En effet, A et C peuvent être des aires marginales et B une aire innovatrice ; ou bien B est une aire centrale mais isolée, donc conservatrice ; ou encore, A et C ou B peuvent être des aires postérieures ou plus grandes préservant un archaïsme. Il est donc impossible, sans information supplémentaire, de décider quelle est l’innovation et quelle est la survivance.

Comme le dit Dauzat (1944, 45) :

‘“L’histoire est [...] le garde-fou nécessaire de la géographie linguistique : l’une et l’autre sont étroitement solidaires”. ’

La néolinguistique n’est donc qu’un complément à la méthode comparative, que l’on ne peut appliquer qu’aux langues où l’on dispose d’attestations écrites (de fait, le champ d’application privilégié de la méthode a été le groupe des langues romanes41).
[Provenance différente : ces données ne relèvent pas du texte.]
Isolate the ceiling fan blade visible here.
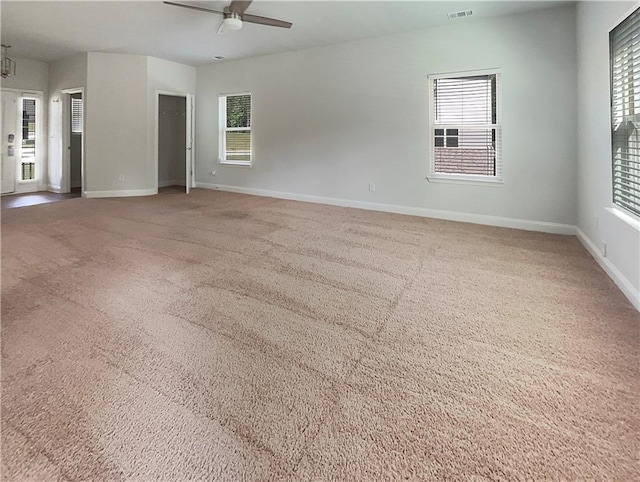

Cependant, certains principes ont été éminemment reconnus comme valables et utiles, surtout le principe de l’aire isolée (1) et des aires latérales/centrales (2). Plusieurs linguistes42 ont ainsi constaté que des archaïsmes (aussi appelés reliques ou fossiles) se maintiennent dans les aires isolées et périphériques :

‘“Ainsi, la géographie linguistique fournit des preuves de l’extension ancienne de traits linguistiques qui ne se maintiennent plus que sous forme de reliques. Particulièrement, quand un trait apparaît dans des zones dispersées séparées par une aire compacte où un trait concurrent est en usage, on peut habituellement déduire de la carte que les zones dispersées faisaient autrefois partie d’une aire continue.” (Bloomfield 1933, 340.)43
Notes
41.

La théorie de Bartoli a été élaborée d’après l’exemple latin, c’est-à-dire une langue qui a rayonné à partir du centre d’un empire en expansion. Mais il ne fournit pas un modèle universel d’évolution d’une langue en dialectes. Le quatrième principe, en particulier, se réfère à un mode très particulier d’expansion d’une langue, qui sans être absolument unique dans le monde, ne s’applique cependant qu’à un type particulier de situation linguistique et ne saurait constituer une norme universelle (Malkiel 1972, 862).

42.

Cf. notamment Malkiel (1972), Guiraud (1968b), Bloomfield (1933, 334 et 340), Dauzat (1927 ; 1944), Lehmann (1962, 127).

43.

“Dialect geography thus gives evidence as to the former extension of linguistic features that now persist only as relic forms. Especially when a feature appears in detached districts that are separated by a compact area in which a competing feature is spoken, the map can usually be interpreted to mean that the detached districts were once part of a solid area.” (Bloomfield 1933, 340.) Cf. aussi ce que dit Lehmann (1962, 127) : “Relic areas are generally found in locations which are difficult of access for cultural, political, or geographical reasons”. [“Les aires résiduelles sont généralement situées dans des endroits difficiles d’accès pour des raisons culturelles, politiques ou géographiques”.]